4. Withdrawal smarts
Here’s the issue with Individual Retirement Accounts (IRAs) and 401(k)s: Age- and tax-related
rules necessitate a Required Minimum Distribution (RMD) at a time prescribed by the IRS.
But be conscientious about tapping these accounts,
and, if possible, try not to take out so much that your tax bill chews up your savings. Remember,
too, that your withdrawal rates need to be sustainable over the rest of your life. Withdrawing too
much could easily impact that steady stream of income you’re looking for and one long-followed standard,
the 4% rule, may help you keep it constant. Keeping in close contact
with your financial professional in retirement could free up your time and help ease your mind. In other words,
the pros can help. There are plenty of rules and changing tax laws that can crimp your "take-home pay" if
you have a misstep. For starters, pay attention to IRA and 401(k) withdrawal rules so you avoid penalties.
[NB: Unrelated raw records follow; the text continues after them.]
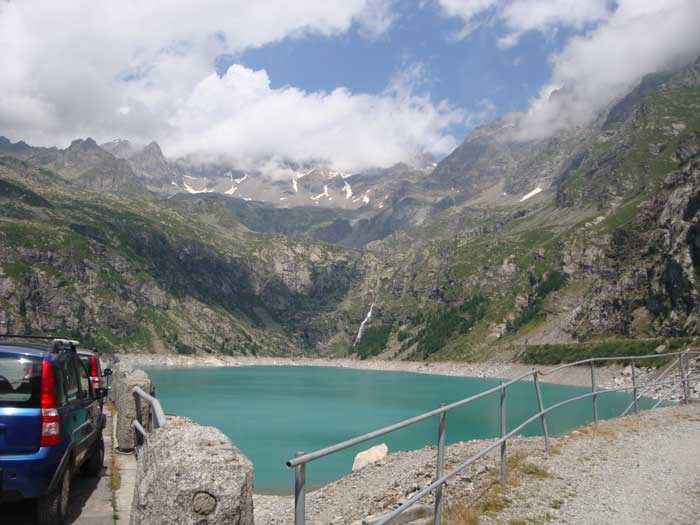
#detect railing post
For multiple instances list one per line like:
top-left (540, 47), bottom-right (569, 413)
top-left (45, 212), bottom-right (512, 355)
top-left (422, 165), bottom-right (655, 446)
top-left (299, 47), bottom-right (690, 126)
top-left (532, 370), bottom-right (549, 455)
top-left (294, 452), bottom-right (306, 525)
top-left (681, 352), bottom-right (690, 405)
top-left (501, 381), bottom-right (508, 487)
top-left (433, 403), bottom-right (447, 525)
top-left (591, 361), bottom-right (599, 425)
top-left (632, 361), bottom-right (639, 415)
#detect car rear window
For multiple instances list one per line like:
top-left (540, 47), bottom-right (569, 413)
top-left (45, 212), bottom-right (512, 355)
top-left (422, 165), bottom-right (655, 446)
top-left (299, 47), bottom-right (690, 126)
top-left (80, 355), bottom-right (92, 374)
top-left (0, 355), bottom-right (43, 408)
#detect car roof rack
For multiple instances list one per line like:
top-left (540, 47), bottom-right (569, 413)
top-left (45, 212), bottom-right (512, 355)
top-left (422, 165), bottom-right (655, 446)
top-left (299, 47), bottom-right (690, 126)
top-left (51, 339), bottom-right (80, 352)
top-left (0, 334), bottom-right (80, 352)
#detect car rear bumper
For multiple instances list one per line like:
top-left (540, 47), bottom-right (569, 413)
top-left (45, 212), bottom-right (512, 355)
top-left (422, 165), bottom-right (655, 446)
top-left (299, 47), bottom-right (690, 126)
top-left (0, 446), bottom-right (66, 503)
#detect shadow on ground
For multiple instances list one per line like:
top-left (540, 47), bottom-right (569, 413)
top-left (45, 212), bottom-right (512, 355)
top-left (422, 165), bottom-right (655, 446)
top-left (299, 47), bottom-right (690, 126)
top-left (0, 468), bottom-right (107, 525)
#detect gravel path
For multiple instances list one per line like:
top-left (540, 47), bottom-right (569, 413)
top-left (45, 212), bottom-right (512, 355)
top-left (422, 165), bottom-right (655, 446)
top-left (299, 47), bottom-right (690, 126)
top-left (255, 403), bottom-right (700, 525)
top-left (548, 406), bottom-right (700, 525)
top-left (481, 403), bottom-right (700, 525)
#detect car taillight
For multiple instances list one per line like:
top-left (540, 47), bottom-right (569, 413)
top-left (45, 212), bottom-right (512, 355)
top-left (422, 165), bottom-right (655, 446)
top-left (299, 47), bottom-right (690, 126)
top-left (90, 355), bottom-right (100, 389)
top-left (39, 359), bottom-right (61, 447)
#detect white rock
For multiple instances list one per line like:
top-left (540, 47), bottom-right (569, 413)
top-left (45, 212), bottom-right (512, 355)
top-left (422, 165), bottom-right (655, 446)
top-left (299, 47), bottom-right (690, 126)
top-left (352, 443), bottom-right (389, 472)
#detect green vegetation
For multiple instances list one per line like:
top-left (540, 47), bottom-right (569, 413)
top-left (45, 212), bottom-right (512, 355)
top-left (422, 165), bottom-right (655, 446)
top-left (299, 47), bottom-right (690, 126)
top-left (506, 271), bottom-right (566, 332)
top-left (410, 293), bottom-right (488, 358)
top-left (353, 325), bottom-right (391, 359)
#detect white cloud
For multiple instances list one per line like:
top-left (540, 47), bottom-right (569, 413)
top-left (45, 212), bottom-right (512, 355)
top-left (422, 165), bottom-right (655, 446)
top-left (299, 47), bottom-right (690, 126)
top-left (439, 0), bottom-right (700, 139)
top-left (164, 64), bottom-right (464, 170)
top-left (520, 0), bottom-right (700, 138)
top-left (0, 0), bottom-right (448, 169)
top-left (439, 0), bottom-right (612, 47)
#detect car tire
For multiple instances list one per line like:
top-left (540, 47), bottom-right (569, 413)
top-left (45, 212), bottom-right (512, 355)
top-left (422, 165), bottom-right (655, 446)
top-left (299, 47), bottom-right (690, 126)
top-left (83, 436), bottom-right (105, 478)
top-left (36, 467), bottom-right (71, 525)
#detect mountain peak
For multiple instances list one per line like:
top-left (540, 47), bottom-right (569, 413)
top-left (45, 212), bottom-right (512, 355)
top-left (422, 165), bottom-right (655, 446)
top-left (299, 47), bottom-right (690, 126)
top-left (143, 140), bottom-right (165, 158)
top-left (68, 137), bottom-right (100, 150)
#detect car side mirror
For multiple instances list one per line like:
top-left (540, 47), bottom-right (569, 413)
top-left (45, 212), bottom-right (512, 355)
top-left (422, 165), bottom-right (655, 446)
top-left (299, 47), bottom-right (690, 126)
top-left (95, 387), bottom-right (107, 399)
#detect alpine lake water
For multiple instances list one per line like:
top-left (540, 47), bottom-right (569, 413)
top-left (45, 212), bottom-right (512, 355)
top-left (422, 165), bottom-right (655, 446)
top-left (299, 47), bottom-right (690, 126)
top-left (146, 366), bottom-right (652, 494)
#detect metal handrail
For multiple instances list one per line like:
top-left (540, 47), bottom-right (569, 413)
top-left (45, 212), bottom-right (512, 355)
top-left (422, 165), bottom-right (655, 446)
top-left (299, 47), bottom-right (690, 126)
top-left (286, 350), bottom-right (700, 525)
top-left (131, 386), bottom-right (166, 450)
top-left (287, 370), bottom-right (534, 467)
top-left (131, 386), bottom-right (165, 428)
top-left (621, 357), bottom-right (681, 416)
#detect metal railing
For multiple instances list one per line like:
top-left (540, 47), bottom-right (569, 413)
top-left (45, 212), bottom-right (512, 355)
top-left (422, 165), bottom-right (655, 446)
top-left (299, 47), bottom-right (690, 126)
top-left (131, 386), bottom-right (165, 446)
top-left (286, 350), bottom-right (700, 525)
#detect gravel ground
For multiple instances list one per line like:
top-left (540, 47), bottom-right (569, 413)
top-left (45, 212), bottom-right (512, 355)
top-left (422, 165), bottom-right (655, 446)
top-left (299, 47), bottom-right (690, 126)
top-left (255, 403), bottom-right (700, 525)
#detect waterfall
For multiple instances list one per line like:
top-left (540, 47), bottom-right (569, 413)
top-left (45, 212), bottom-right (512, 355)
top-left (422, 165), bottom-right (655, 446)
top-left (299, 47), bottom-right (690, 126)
top-left (352, 303), bottom-right (374, 346)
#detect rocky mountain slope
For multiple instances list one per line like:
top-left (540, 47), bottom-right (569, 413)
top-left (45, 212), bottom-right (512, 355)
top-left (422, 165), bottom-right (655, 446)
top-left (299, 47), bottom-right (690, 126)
top-left (0, 61), bottom-right (700, 359)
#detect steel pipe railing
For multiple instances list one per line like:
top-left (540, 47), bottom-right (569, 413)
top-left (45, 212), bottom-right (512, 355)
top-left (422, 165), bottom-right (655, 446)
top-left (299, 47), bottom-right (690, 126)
top-left (131, 386), bottom-right (166, 455)
top-left (286, 350), bottom-right (700, 525)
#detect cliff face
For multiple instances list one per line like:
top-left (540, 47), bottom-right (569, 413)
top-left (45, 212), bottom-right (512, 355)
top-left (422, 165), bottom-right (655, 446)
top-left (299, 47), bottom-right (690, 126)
top-left (0, 159), bottom-right (370, 354)
top-left (0, 58), bottom-right (700, 359)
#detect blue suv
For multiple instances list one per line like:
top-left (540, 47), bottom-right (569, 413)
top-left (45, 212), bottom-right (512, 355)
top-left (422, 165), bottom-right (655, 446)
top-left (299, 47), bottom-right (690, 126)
top-left (0, 339), bottom-right (106, 525)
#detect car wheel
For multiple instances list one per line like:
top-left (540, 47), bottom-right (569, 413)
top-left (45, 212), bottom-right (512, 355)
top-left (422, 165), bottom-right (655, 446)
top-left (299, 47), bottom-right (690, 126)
top-left (83, 436), bottom-right (105, 478)
top-left (36, 467), bottom-right (71, 525)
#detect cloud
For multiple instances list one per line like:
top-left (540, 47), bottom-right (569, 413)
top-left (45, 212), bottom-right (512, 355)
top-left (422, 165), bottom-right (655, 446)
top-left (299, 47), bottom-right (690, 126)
top-left (519, 0), bottom-right (700, 139)
top-left (439, 0), bottom-right (612, 47)
top-left (0, 0), bottom-right (448, 170)
top-left (164, 64), bottom-right (464, 170)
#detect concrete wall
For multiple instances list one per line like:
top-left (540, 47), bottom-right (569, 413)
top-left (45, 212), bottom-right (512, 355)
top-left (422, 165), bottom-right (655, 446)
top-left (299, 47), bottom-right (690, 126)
top-left (111, 363), bottom-right (155, 452)
top-left (111, 363), bottom-right (254, 525)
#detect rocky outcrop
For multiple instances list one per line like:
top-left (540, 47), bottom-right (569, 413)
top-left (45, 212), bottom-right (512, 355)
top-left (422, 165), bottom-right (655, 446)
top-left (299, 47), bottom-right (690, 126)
top-left (352, 443), bottom-right (389, 472)
top-left (131, 417), bottom-right (254, 525)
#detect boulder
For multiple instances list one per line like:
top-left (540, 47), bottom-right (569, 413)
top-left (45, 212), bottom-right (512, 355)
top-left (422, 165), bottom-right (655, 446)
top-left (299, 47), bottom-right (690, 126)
top-left (131, 416), bottom-right (253, 525)
top-left (112, 363), bottom-right (155, 451)
top-left (352, 443), bottom-right (389, 472)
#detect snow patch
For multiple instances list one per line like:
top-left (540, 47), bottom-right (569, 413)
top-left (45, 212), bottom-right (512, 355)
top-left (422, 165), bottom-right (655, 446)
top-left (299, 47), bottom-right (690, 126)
top-left (520, 186), bottom-right (542, 202)
top-left (182, 182), bottom-right (210, 193)
top-left (311, 184), bottom-right (331, 201)
top-left (352, 303), bottom-right (374, 346)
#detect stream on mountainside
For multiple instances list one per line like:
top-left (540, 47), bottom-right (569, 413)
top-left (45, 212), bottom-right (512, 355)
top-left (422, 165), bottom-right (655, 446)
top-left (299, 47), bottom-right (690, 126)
top-left (146, 366), bottom-right (652, 494)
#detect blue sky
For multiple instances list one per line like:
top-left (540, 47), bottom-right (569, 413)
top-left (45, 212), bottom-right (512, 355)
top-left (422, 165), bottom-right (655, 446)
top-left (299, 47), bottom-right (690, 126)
top-left (226, 1), bottom-right (572, 137)
top-left (0, 0), bottom-right (700, 170)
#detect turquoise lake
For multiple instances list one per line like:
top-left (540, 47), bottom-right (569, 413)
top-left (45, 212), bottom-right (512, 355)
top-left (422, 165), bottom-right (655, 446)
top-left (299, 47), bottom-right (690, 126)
top-left (147, 366), bottom-right (650, 493)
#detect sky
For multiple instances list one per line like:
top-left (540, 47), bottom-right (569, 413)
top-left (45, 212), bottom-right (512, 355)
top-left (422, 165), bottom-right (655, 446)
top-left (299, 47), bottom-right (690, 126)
top-left (0, 0), bottom-right (700, 170)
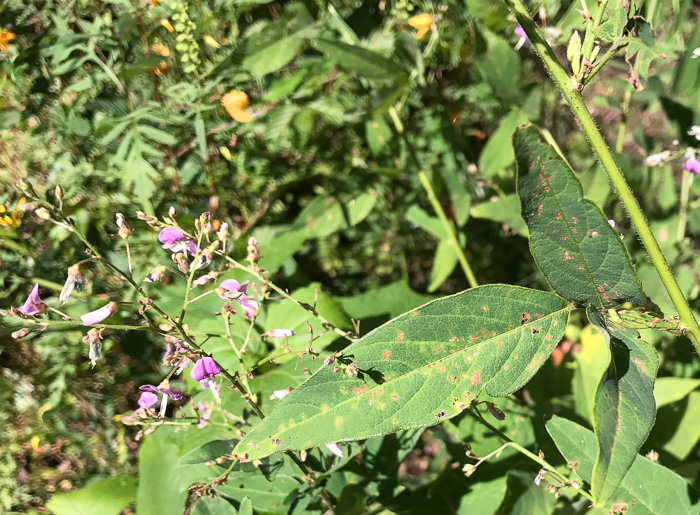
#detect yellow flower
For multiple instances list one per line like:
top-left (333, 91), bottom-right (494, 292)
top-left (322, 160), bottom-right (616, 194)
top-left (0, 29), bottom-right (15, 52)
top-left (151, 43), bottom-right (170, 57)
top-left (408, 13), bottom-right (433, 39)
top-left (221, 89), bottom-right (253, 123)
top-left (0, 197), bottom-right (27, 229)
top-left (160, 18), bottom-right (175, 32)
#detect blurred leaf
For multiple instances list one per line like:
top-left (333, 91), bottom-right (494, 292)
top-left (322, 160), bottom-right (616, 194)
top-left (546, 415), bottom-right (700, 515)
top-left (514, 127), bottom-right (646, 309)
top-left (46, 474), bottom-right (136, 515)
top-left (234, 285), bottom-right (569, 460)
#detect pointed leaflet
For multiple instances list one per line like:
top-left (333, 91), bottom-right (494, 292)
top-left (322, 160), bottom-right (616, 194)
top-left (513, 127), bottom-right (646, 309)
top-left (588, 308), bottom-right (659, 505)
top-left (547, 416), bottom-right (700, 515)
top-left (233, 285), bottom-right (570, 460)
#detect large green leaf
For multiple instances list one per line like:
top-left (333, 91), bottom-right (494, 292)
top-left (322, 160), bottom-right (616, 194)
top-left (316, 39), bottom-right (406, 80)
top-left (233, 285), bottom-right (570, 460)
top-left (513, 127), bottom-right (646, 309)
top-left (46, 474), bottom-right (136, 515)
top-left (547, 416), bottom-right (700, 515)
top-left (589, 308), bottom-right (659, 504)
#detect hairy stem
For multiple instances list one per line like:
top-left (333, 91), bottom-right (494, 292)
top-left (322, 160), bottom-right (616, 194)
top-left (505, 0), bottom-right (700, 353)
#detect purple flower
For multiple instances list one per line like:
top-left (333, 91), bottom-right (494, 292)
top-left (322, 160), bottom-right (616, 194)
top-left (158, 227), bottom-right (197, 257)
top-left (80, 302), bottom-right (117, 325)
top-left (513, 25), bottom-right (530, 50)
top-left (683, 157), bottom-right (700, 173)
top-left (18, 283), bottom-right (45, 316)
top-left (190, 357), bottom-right (221, 402)
top-left (217, 279), bottom-right (258, 319)
top-left (138, 392), bottom-right (158, 411)
top-left (139, 379), bottom-right (182, 418)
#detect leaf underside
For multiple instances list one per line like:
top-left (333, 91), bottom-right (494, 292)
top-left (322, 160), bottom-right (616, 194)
top-left (513, 126), bottom-right (646, 310)
top-left (233, 285), bottom-right (570, 461)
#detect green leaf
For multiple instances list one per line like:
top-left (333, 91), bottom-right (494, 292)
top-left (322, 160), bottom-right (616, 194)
top-left (513, 127), bottom-right (646, 309)
top-left (233, 285), bottom-right (570, 460)
top-left (46, 474), bottom-right (136, 515)
top-left (588, 308), bottom-right (659, 504)
top-left (546, 416), bottom-right (700, 515)
top-left (654, 377), bottom-right (700, 408)
top-left (243, 4), bottom-right (313, 75)
top-left (316, 39), bottom-right (407, 80)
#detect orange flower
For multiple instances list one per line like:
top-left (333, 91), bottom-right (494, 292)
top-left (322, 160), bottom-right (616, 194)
top-left (0, 29), bottom-right (15, 52)
top-left (408, 13), bottom-right (433, 39)
top-left (221, 89), bottom-right (253, 123)
top-left (160, 18), bottom-right (175, 32)
top-left (151, 43), bottom-right (170, 57)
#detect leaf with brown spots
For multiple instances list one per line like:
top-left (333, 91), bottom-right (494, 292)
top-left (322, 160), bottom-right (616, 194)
top-left (233, 284), bottom-right (571, 460)
top-left (513, 127), bottom-right (646, 309)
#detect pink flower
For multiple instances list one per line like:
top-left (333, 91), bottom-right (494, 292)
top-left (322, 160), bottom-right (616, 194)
top-left (80, 302), bottom-right (117, 325)
top-left (190, 357), bottom-right (221, 402)
top-left (158, 227), bottom-right (197, 257)
top-left (138, 392), bottom-right (158, 411)
top-left (216, 279), bottom-right (258, 319)
top-left (18, 283), bottom-right (46, 316)
top-left (683, 158), bottom-right (700, 173)
top-left (265, 329), bottom-right (297, 338)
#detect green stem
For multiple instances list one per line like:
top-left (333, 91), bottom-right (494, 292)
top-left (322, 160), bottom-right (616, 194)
top-left (676, 170), bottom-right (693, 242)
top-left (464, 409), bottom-right (594, 502)
top-left (580, 0), bottom-right (610, 62)
top-left (389, 106), bottom-right (479, 288)
top-left (505, 0), bottom-right (700, 353)
top-left (418, 171), bottom-right (479, 288)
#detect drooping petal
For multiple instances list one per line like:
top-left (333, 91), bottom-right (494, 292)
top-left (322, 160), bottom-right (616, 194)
top-left (80, 302), bottom-right (117, 325)
top-left (18, 283), bottom-right (44, 316)
top-left (138, 392), bottom-right (158, 409)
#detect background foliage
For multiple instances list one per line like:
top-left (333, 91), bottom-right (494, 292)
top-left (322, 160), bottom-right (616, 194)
top-left (0, 0), bottom-right (700, 514)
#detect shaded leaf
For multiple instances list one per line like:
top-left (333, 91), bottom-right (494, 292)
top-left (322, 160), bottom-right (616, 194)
top-left (234, 285), bottom-right (570, 460)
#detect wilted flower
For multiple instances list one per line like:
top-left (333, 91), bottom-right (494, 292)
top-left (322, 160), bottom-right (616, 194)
top-left (408, 13), bottom-right (433, 39)
top-left (18, 283), bottom-right (46, 316)
top-left (0, 29), bottom-right (15, 52)
top-left (80, 302), bottom-right (117, 325)
top-left (197, 402), bottom-right (211, 429)
top-left (83, 329), bottom-right (102, 367)
top-left (683, 157), bottom-right (700, 173)
top-left (264, 329), bottom-right (297, 338)
top-left (513, 25), bottom-right (530, 50)
top-left (190, 357), bottom-right (221, 402)
top-left (158, 227), bottom-right (197, 257)
top-left (144, 265), bottom-right (168, 283)
top-left (221, 89), bottom-right (253, 123)
top-left (646, 150), bottom-right (671, 166)
top-left (58, 265), bottom-right (85, 304)
top-left (216, 279), bottom-right (258, 319)
top-left (139, 379), bottom-right (182, 418)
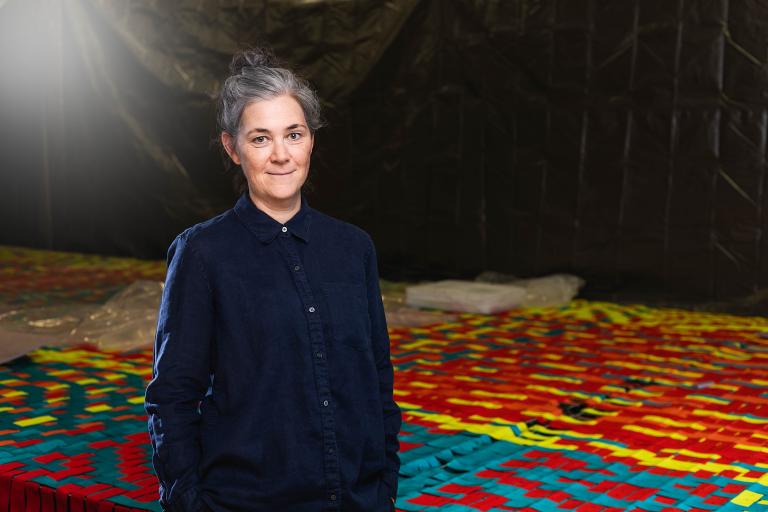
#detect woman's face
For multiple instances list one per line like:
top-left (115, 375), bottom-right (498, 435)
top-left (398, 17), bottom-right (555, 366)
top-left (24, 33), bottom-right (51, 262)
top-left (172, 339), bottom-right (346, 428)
top-left (221, 95), bottom-right (314, 207)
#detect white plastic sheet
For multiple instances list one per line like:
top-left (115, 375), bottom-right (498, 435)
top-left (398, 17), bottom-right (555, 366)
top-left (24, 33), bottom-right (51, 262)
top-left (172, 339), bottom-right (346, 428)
top-left (405, 280), bottom-right (526, 315)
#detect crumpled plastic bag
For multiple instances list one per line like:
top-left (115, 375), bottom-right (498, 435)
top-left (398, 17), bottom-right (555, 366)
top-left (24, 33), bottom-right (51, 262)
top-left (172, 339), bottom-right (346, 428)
top-left (475, 272), bottom-right (584, 308)
top-left (0, 280), bottom-right (163, 352)
top-left (67, 280), bottom-right (163, 351)
top-left (405, 280), bottom-right (526, 315)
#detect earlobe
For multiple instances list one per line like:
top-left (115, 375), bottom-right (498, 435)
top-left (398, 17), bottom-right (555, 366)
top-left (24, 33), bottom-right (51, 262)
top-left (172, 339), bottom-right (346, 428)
top-left (221, 132), bottom-right (240, 165)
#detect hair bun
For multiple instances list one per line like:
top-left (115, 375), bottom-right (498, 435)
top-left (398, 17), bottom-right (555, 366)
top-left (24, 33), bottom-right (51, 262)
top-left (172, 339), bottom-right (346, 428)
top-left (229, 47), bottom-right (280, 75)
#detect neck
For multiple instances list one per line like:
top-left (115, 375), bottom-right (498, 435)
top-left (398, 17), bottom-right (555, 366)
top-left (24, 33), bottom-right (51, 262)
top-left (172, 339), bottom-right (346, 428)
top-left (248, 192), bottom-right (301, 224)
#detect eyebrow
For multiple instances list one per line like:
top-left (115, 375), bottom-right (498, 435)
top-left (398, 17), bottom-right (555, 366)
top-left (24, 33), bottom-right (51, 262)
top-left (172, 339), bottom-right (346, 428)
top-left (245, 124), bottom-right (307, 137)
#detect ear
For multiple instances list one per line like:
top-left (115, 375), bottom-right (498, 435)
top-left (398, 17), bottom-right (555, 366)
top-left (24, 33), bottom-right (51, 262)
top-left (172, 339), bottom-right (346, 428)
top-left (221, 132), bottom-right (240, 165)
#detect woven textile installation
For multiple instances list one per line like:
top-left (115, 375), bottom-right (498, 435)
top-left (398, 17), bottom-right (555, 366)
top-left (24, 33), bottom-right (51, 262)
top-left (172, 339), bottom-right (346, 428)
top-left (0, 248), bottom-right (768, 512)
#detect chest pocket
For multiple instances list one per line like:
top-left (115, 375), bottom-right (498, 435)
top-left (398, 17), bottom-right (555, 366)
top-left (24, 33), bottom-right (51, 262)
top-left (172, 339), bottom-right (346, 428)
top-left (322, 283), bottom-right (371, 351)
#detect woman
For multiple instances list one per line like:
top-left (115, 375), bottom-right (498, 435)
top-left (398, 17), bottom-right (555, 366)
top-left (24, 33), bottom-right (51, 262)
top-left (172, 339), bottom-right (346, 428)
top-left (145, 50), bottom-right (401, 512)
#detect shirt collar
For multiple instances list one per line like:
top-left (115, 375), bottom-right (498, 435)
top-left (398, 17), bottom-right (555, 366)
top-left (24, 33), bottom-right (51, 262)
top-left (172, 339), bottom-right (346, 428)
top-left (235, 191), bottom-right (312, 244)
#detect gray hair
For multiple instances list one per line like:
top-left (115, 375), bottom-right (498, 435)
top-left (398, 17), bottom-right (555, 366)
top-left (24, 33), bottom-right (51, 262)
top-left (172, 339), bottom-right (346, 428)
top-left (217, 48), bottom-right (325, 137)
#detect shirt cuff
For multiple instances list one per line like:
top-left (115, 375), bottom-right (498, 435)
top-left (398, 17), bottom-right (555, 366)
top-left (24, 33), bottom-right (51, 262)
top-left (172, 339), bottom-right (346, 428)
top-left (163, 487), bottom-right (208, 512)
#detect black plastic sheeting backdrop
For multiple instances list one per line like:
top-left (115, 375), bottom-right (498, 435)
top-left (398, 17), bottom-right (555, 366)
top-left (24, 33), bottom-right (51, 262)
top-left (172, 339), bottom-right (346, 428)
top-left (0, 0), bottom-right (768, 301)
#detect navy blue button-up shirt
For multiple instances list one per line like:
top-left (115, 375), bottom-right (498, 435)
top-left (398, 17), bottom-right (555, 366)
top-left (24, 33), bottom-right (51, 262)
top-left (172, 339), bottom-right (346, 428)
top-left (145, 193), bottom-right (401, 512)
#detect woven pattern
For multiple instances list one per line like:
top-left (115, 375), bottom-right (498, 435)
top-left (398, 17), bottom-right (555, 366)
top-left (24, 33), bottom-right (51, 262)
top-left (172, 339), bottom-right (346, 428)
top-left (0, 250), bottom-right (768, 512)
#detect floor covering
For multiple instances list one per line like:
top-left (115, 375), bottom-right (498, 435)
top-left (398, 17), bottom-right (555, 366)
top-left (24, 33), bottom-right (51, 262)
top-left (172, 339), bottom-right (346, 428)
top-left (0, 247), bottom-right (768, 512)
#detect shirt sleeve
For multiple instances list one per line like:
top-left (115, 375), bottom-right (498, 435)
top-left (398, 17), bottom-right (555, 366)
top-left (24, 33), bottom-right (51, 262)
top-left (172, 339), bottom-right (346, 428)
top-left (366, 240), bottom-right (402, 499)
top-left (144, 234), bottom-right (213, 512)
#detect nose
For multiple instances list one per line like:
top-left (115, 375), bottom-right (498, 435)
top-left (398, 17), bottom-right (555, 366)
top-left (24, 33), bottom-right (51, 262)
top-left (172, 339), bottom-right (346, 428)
top-left (270, 140), bottom-right (290, 163)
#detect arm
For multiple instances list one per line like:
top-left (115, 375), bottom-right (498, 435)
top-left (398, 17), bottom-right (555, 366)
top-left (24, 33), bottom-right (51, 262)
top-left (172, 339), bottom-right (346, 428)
top-left (366, 240), bottom-right (402, 501)
top-left (144, 234), bottom-right (213, 512)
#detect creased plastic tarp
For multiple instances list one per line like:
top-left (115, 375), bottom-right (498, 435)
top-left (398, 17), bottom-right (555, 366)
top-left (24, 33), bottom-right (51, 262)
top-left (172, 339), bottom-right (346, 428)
top-left (0, 0), bottom-right (768, 301)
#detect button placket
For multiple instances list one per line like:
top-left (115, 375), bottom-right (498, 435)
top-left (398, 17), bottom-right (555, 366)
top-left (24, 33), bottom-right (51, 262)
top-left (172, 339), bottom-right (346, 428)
top-left (280, 237), bottom-right (341, 500)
Also keep in mind that pulling money out of traditional IRAs and 401(k) plans boosts your taxable income.
This could make more of your Social Security benefits subject to income tax, pushing you over certain thresholds
for higher tax brackets, and so on. Now, if you have a Roth IRA, your withdrawal from the Roth may be tax free,
dependent on certain circumstances. Be sure to consult with a tax professional to determine how taxation applies to your situation.